There isn’t a moment of my childhood that was not touched by some version of this well-repeated, well-meaning and culturally-internalized proverb. It is a dictum that has certainly undergirded the work-ethic of generations of Black Americans to push us to aim for success by, in most cases, demanding that we be nothing short of perfect. And within each era of Black life in America, being “twice as good” has been defined by varied iterations of survival against whiteness.
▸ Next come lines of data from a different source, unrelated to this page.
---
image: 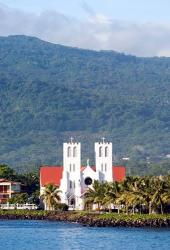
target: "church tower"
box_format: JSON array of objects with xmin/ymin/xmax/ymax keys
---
[
  {"xmin": 62, "ymin": 138, "xmax": 81, "ymax": 209},
  {"xmin": 95, "ymin": 138, "xmax": 113, "ymax": 182}
]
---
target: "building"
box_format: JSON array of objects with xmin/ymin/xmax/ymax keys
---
[
  {"xmin": 40, "ymin": 138, "xmax": 126, "ymax": 210},
  {"xmin": 0, "ymin": 179, "xmax": 21, "ymax": 203}
]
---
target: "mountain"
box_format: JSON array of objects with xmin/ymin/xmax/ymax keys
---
[{"xmin": 0, "ymin": 36, "xmax": 170, "ymax": 172}]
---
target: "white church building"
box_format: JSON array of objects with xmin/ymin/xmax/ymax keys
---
[{"xmin": 40, "ymin": 138, "xmax": 126, "ymax": 210}]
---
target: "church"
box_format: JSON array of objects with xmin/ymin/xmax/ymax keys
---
[{"xmin": 40, "ymin": 138, "xmax": 126, "ymax": 210}]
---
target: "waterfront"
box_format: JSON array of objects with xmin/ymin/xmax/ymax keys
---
[{"xmin": 0, "ymin": 220, "xmax": 170, "ymax": 250}]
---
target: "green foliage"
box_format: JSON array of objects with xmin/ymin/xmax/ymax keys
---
[
  {"xmin": 0, "ymin": 36, "xmax": 170, "ymax": 174},
  {"xmin": 9, "ymin": 193, "xmax": 29, "ymax": 204},
  {"xmin": 55, "ymin": 203, "xmax": 68, "ymax": 211},
  {"xmin": 85, "ymin": 176, "xmax": 170, "ymax": 214},
  {"xmin": 41, "ymin": 184, "xmax": 62, "ymax": 210}
]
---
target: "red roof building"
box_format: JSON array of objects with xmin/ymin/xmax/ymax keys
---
[{"xmin": 40, "ymin": 166, "xmax": 126, "ymax": 187}]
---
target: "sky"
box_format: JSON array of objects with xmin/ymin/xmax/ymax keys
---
[{"xmin": 0, "ymin": 0, "xmax": 170, "ymax": 57}]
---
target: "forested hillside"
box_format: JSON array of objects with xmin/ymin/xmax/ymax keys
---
[{"xmin": 0, "ymin": 36, "xmax": 170, "ymax": 175}]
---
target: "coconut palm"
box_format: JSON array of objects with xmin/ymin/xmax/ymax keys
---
[
  {"xmin": 85, "ymin": 180, "xmax": 106, "ymax": 211},
  {"xmin": 42, "ymin": 184, "xmax": 61, "ymax": 210},
  {"xmin": 152, "ymin": 176, "xmax": 170, "ymax": 214}
]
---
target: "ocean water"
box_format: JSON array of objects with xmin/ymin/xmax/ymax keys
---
[{"xmin": 0, "ymin": 220, "xmax": 170, "ymax": 250}]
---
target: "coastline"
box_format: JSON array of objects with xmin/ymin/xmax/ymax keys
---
[{"xmin": 0, "ymin": 210, "xmax": 170, "ymax": 228}]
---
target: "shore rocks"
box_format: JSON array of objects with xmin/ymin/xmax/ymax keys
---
[{"xmin": 0, "ymin": 211, "xmax": 170, "ymax": 228}]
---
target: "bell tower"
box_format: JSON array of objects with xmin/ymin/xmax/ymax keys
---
[
  {"xmin": 63, "ymin": 138, "xmax": 81, "ymax": 209},
  {"xmin": 95, "ymin": 138, "xmax": 113, "ymax": 182}
]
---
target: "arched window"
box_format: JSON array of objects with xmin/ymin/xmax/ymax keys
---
[
  {"xmin": 73, "ymin": 147, "xmax": 77, "ymax": 157},
  {"xmin": 105, "ymin": 147, "xmax": 109, "ymax": 157},
  {"xmin": 99, "ymin": 147, "xmax": 102, "ymax": 157},
  {"xmin": 67, "ymin": 147, "xmax": 71, "ymax": 157}
]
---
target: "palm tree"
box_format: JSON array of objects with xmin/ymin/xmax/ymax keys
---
[
  {"xmin": 103, "ymin": 182, "xmax": 122, "ymax": 212},
  {"xmin": 42, "ymin": 184, "xmax": 61, "ymax": 210},
  {"xmin": 85, "ymin": 180, "xmax": 106, "ymax": 211},
  {"xmin": 152, "ymin": 176, "xmax": 170, "ymax": 214}
]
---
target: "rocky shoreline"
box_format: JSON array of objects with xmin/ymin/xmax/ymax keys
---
[{"xmin": 0, "ymin": 211, "xmax": 170, "ymax": 228}]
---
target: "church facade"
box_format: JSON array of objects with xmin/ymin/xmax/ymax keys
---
[{"xmin": 40, "ymin": 138, "xmax": 126, "ymax": 210}]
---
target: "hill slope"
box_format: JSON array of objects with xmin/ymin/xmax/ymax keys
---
[{"xmin": 0, "ymin": 36, "xmax": 170, "ymax": 174}]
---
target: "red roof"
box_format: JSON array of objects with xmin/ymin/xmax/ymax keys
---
[
  {"xmin": 112, "ymin": 166, "xmax": 126, "ymax": 182},
  {"xmin": 40, "ymin": 166, "xmax": 126, "ymax": 186},
  {"xmin": 40, "ymin": 166, "xmax": 63, "ymax": 186}
]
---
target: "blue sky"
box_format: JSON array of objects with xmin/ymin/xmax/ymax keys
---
[
  {"xmin": 0, "ymin": 0, "xmax": 170, "ymax": 56},
  {"xmin": 0, "ymin": 0, "xmax": 170, "ymax": 22}
]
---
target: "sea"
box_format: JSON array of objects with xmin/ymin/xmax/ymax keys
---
[{"xmin": 0, "ymin": 220, "xmax": 170, "ymax": 250}]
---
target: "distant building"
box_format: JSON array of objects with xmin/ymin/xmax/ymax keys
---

For our enslaved ancestors being twice as good meant avoiding compounded violence by being so skilled and innovative that those who claimed ownership over their bodies valued them more alive than they did physically mutilated, dead or bartered away for goods. For those born under the many movements towards civil rights and equality, being twice as good meant being so pious that their non-violent response to state glorified terrorism seemed to battle America’s conscience for the very souls of her patriots. For other factions within this same era, being twice as good meant knowing that the only freedom that existed is the freedom you took. For the current iteration of Black survival in America being twice as good means, not only continuing and challenging these legacies but fundamentally understanding that the notion of being twice as good is, as Toni Morrison describes, ultimately a “distraction” from where we have been wanting to arrive.

Ultimately, demarcating blackness away from queer intersections is to align what would be left of Black identity with whiteness.
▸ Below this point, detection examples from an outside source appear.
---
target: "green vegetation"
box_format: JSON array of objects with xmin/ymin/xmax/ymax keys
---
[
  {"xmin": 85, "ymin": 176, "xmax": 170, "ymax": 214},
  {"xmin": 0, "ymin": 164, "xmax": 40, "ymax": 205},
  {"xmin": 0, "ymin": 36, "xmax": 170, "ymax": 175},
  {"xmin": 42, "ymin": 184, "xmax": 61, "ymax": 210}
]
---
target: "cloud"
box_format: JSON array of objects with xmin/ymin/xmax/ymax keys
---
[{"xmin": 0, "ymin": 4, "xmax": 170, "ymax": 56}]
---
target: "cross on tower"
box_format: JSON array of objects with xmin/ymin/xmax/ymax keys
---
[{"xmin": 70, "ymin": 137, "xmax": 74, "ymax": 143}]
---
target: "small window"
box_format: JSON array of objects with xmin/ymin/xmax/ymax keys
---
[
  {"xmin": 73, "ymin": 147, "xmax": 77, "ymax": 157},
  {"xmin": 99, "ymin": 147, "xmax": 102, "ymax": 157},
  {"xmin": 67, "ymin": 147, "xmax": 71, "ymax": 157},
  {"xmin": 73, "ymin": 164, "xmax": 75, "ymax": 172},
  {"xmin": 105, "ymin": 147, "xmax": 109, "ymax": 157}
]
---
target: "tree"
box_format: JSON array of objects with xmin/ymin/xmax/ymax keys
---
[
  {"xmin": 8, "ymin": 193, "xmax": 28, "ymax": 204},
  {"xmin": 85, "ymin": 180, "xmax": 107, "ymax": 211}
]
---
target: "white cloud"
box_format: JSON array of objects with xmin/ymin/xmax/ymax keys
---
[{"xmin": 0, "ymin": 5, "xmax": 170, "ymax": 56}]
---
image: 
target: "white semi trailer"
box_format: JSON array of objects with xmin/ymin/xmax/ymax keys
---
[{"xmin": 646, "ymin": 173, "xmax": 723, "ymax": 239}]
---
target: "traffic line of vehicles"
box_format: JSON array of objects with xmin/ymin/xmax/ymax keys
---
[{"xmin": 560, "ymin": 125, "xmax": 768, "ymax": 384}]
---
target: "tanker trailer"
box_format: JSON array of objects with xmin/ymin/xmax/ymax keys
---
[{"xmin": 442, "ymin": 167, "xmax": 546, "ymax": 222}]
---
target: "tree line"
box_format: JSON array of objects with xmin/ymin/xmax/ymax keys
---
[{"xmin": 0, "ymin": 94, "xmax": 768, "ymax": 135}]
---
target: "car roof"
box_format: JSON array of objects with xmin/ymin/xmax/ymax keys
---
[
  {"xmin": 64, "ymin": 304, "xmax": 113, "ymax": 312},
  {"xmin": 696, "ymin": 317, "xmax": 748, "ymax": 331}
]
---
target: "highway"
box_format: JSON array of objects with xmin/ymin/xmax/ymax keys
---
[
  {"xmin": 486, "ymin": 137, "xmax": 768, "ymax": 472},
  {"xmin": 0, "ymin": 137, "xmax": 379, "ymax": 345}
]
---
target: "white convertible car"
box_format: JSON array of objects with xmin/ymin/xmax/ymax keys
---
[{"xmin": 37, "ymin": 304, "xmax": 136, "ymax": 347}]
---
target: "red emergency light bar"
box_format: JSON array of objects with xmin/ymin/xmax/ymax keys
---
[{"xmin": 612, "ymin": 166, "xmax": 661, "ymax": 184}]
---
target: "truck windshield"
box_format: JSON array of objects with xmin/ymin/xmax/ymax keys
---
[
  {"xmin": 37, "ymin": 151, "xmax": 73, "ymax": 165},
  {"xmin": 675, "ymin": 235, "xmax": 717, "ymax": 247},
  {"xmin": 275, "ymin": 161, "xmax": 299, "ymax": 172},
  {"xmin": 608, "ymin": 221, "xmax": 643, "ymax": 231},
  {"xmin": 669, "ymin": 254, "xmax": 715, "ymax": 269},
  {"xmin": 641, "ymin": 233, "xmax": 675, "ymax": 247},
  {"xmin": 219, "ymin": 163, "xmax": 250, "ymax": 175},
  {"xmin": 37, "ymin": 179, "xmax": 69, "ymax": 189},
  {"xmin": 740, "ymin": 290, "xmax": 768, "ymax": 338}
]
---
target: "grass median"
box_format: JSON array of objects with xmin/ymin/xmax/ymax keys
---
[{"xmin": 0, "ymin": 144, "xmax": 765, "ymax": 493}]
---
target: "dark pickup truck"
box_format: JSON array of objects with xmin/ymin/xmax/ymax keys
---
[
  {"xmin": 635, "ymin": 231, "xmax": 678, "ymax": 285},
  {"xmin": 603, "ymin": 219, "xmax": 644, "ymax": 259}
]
Black liberation has been forestalled by a spell of paranoia around being distracted because Black-Americans have long-toiled under the slipperiness that prioritized white frivolity over Black life. In other words, there lives a history embedded within us that has repeatedly seen first hand how ego-driven power, domination, greed, and male-centered leadership has worked as gatekeepers to access and precision–a precision that is needed to escape and destroy the hold of our oppressors. That is why in any given discussion on race it is easy to find cisgender, heterosexual Black men and then women, desirous of revolutions, find accusations that charge other Black folks with choosing their intersections before their race. We, the already Othered, are charged with being skinfolk, but by no means are we regarded as kinfolk.

I find a pity for Black folks who refuse to see themselves by refusing to see the TLGBQIA+ as native to our community. Because at the crux of their hatred lives a infested idea of anti-blackness. Or as Robert F. Reid-Pharr explains: “To strike the homosexual, the scapegoat, the sign of chaos and crisis is to return the community to normalcy, to create boundaries around blackness, rights that white men indeed are bound to recognize.” Ultimately, demarcating blackness away from queer intersections is to align what would be left of Black identity with whiteness.
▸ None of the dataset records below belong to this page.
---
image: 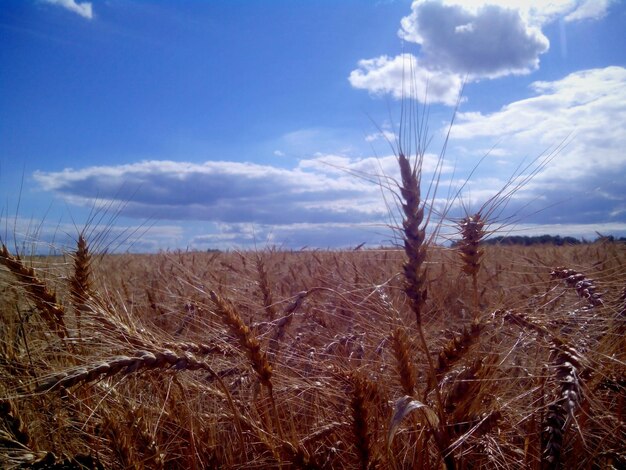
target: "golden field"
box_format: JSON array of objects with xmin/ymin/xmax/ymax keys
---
[{"xmin": 0, "ymin": 238, "xmax": 626, "ymax": 469}]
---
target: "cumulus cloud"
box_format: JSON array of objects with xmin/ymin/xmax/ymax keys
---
[
  {"xmin": 348, "ymin": 0, "xmax": 612, "ymax": 105},
  {"xmin": 400, "ymin": 1, "xmax": 549, "ymax": 78},
  {"xmin": 43, "ymin": 0, "xmax": 93, "ymax": 20},
  {"xmin": 452, "ymin": 67, "xmax": 626, "ymax": 228},
  {"xmin": 348, "ymin": 54, "xmax": 463, "ymax": 106}
]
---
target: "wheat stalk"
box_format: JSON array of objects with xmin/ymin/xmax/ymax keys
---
[
  {"xmin": 35, "ymin": 349, "xmax": 217, "ymax": 392},
  {"xmin": 0, "ymin": 243, "xmax": 67, "ymax": 339}
]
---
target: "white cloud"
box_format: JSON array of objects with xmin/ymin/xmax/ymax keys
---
[
  {"xmin": 442, "ymin": 67, "xmax": 626, "ymax": 228},
  {"xmin": 34, "ymin": 161, "xmax": 385, "ymax": 224},
  {"xmin": 43, "ymin": 0, "xmax": 93, "ymax": 20},
  {"xmin": 452, "ymin": 67, "xmax": 626, "ymax": 179},
  {"xmin": 348, "ymin": 54, "xmax": 463, "ymax": 106},
  {"xmin": 399, "ymin": 1, "xmax": 549, "ymax": 78},
  {"xmin": 565, "ymin": 0, "xmax": 614, "ymax": 21},
  {"xmin": 365, "ymin": 130, "xmax": 398, "ymax": 144},
  {"xmin": 349, "ymin": 0, "xmax": 613, "ymax": 106}
]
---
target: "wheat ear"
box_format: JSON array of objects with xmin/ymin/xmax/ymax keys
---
[
  {"xmin": 35, "ymin": 350, "xmax": 217, "ymax": 392},
  {"xmin": 70, "ymin": 233, "xmax": 91, "ymax": 334},
  {"xmin": 550, "ymin": 267, "xmax": 604, "ymax": 307},
  {"xmin": 0, "ymin": 243, "xmax": 67, "ymax": 339},
  {"xmin": 391, "ymin": 328, "xmax": 415, "ymax": 396},
  {"xmin": 211, "ymin": 291, "xmax": 272, "ymax": 390},
  {"xmin": 350, "ymin": 374, "xmax": 371, "ymax": 470},
  {"xmin": 458, "ymin": 212, "xmax": 485, "ymax": 319}
]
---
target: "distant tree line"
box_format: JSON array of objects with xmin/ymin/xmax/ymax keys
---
[{"xmin": 452, "ymin": 235, "xmax": 626, "ymax": 247}]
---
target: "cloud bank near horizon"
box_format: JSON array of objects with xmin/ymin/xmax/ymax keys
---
[{"xmin": 34, "ymin": 67, "xmax": 626, "ymax": 250}]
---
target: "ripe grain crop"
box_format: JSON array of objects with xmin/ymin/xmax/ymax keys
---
[
  {"xmin": 0, "ymin": 100, "xmax": 626, "ymax": 470},
  {"xmin": 0, "ymin": 233, "xmax": 626, "ymax": 468}
]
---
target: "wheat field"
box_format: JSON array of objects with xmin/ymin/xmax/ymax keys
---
[{"xmin": 0, "ymin": 155, "xmax": 626, "ymax": 469}]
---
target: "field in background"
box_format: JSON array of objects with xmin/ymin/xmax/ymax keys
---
[{"xmin": 0, "ymin": 242, "xmax": 626, "ymax": 469}]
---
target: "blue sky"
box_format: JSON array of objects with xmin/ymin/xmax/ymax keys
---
[{"xmin": 0, "ymin": 0, "xmax": 626, "ymax": 251}]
More nuance is needed around Black homophobia in similar ways that the framework of misogynoir gave a fuller understanding of the experiences of Black women at the intersections of racism and misogyny.

Whiteness, particularly in an American context, has always seen Black identity as an exaggerated version of itself. We were never men or women to whiteness, we were things that needed to be reformed after the gods white men made of themselves. The tropes of the savage, the mandingo, the mammy, the jezebel, and Sapphire didn’t die with emancipation, but instead twisted and turned and lied its way into the minds of Black folks who have been trying to uphold perfection by being twice as good to what white folks might think of them. The freedom of gender, sexuality, and sensuality are what they sacrifice to surpass the goodness of whiteness; but as basic arithmetic tells us, “a negative times a positive is still a negative.” Because to become intimate with a white lie is to leave yourself open enough to the idea that it might, in some distant way, be true. Or to echo Uncle Jimmy, “…you can only be destroyed by believing that you really are what the white world calls a nigger.”

That is why discussions about innate queer antagonism in the Black community or statements that misrepresent Black folks as being more homophobic or queer-antagonistic never seem productive because they never seem precise. Yes, Black people have to address and eliminate their queer antagonism if we are to ever find liberation but to properly address Black homophobia we have to be honest about who it ultimately belongs to. More nuance is needed around Black homophobia in similar ways that the framework of misogynoir gave a fuller understanding of the experiences of Black women at the intersections of racism and misogyny.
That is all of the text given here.